About Me
I am a PhD student in mathematics at the University of Florida. My research focuses on computational topology and geometry, with applications to machine learning. My current project focuses on creating efficient algorithms and data structures for working with Bregman divergences, a family of dissimilarity measures used in machine learning and data analysis, and their induced geometries.
My previous project was in computational topology: designing an algorithm for more efficiently computing generators of persistent homology.
I am currently looking to transition into industry after graduation, and am interested in roles in data science, machine learning, and software engineering. You can find more about my qualifications in my resume.
I have previously taught Algebra I for high school and middle school students, and taught and TA’d many college math courses. For a detailed list, please see my CV.
My primary interests lie in computational topology and geometry, information geometry, data science, and machine learning. I am also interested in computer vision, animation, information theory and category theory.
Projects
An efficient extention of Kd-trees to a non-metric setting often used in machine learning.
An extension of the kd-tree data structures for decomposable Bregman divergences. Despite often being assymmetric and never satisfy the triangle inequality, Bregman geometries admit a well-behaved geometry. This allows us to extend the Kd-tree beyond metric spaces and develop efficient algorithms.
This project is in collaboration with Dr. Hubert Wagner, and built off of the ANN package made by Arya and Mount.
Education
PhD in mathematics
University of Florida
2021 -- 2026
Studied computational topology and geometry under the supervision of Dr. Hubert Wagner. My research focuses on the topological and geometric analysis of machine learning models via their outputs or internal representations.
- Dissertation: “Efficient tools for the Geometric and Topological Analysis of Machine Learning Models”
MS in mathematics
Cal Poly, San Luis Obispo
2018 — 2020
Studied pure mathematics and taught precalculus and calculus courses as a graduate teaching assistant. Graduated with honors.
My master’s thesis focused on the theory behind topological data analysis, in particular persistent homology, and explored its applications to time series analysis.
BSc in mathematics; Minor in statistics
Cal Poly, San Luis Obispo
2011 — 2016
Studied applied mathematics with a focus on computer science, with a minor in statistics.
Experience
Topological data analysis seminar organizer
University of Florida
Aug 2024 — Dec 2024
https://tda.math.ufl.edu/fall24/
Organized and led a seminar on topological data analysis for graduate students at the University of Florida. The seminar covers recent advances in theory and applications of topological data analysis.

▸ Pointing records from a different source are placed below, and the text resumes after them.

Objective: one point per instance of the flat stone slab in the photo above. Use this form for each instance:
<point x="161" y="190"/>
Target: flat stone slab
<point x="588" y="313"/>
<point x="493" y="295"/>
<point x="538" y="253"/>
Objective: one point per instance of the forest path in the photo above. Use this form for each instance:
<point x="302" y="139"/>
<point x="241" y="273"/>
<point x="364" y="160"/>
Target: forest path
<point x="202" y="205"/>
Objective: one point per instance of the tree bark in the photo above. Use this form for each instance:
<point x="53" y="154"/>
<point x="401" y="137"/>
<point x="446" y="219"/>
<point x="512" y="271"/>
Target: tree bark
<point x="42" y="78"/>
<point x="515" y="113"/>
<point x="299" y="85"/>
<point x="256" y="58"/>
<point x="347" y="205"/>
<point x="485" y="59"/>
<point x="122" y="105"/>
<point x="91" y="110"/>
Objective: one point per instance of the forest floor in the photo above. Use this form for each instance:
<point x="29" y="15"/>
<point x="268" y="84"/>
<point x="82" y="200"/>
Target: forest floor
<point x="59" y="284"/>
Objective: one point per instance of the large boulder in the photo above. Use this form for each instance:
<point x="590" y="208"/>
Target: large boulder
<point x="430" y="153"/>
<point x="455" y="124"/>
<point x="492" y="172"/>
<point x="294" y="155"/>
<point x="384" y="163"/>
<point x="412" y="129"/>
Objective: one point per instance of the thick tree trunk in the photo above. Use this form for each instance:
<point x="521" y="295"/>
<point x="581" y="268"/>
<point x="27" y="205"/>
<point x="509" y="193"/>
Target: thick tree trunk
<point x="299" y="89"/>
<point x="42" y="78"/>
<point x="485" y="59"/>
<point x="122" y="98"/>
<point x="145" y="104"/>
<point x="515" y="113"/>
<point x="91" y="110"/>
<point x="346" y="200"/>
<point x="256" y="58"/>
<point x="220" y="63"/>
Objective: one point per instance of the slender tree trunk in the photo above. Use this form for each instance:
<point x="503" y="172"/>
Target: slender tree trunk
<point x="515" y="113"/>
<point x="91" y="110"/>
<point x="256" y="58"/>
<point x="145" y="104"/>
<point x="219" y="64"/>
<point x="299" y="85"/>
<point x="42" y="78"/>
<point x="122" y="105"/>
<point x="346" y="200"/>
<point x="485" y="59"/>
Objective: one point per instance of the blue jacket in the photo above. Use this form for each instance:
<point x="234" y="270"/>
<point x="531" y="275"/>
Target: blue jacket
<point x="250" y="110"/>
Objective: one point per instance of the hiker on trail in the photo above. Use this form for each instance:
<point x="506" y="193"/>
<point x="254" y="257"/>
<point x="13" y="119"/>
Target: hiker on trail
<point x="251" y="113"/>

During my time as seminar organizer, I shifted focus toward applications of TDA and algorithm design.
Taught Algebra I to high school and middle school students at a private school in San Luis Obispo, CA. These courses were hybrid in-person and online due to the COVID-19 pandemic. I created lesson plans, assignments, and assessments for the course.
Was a member of a curriculum development team to adjust the curriculum to have a more gradual flow of concepts and ease the introduction to higher degree polynomials.
Graduate Teaching Assistant
Cal Poly, San Luis Obispo
2018 — 2020
Instructor of Record for Precalculus (MATH 116, 3 courses; MATH 118, 1 course) and Business Calculus (MATH 221, 2 courses) courses.
For these courses, I wrote syllabi, created and graded assignments and exams, held office hours, and taught lectures. During the Spring 2020 quarter, I adapted to online teaching for the COVID-19 pandemic and created online lectures and materials for students.
Publications and Presentations
For a more in depth list of presentations and talks, please refer to my CV. You can find a general overview of my research projects here.
- “Computing Representatives of Persistent Homology Generators with a Double Twist”
P., Wagner- Published and presented at the 25th Canadian Conference on Computational Geometry (CCCG 2023).
- “Fast Kd-Trees for the Kullback—Leibler Divergence and Other Decomposable Bregman Divergences”
P., Wagner- Published and presented at the 19th Algorithms and Data Structures Symposium (WADS 2025).
- “Bregman-Hausdorff divergence: strengthening the connections between computational geometry and machine learning”
P., Dal Poz Kouřimskà, Wagner- Published in Machine Learning and Knowledge Extraction 2025.
More about me
Outside of academia, I enjoy bouldering, lifting, drawing, and cooking.
In addition to English, I am conversationally fluent in Vietnamese and Japanese, and am currently learning Spanish.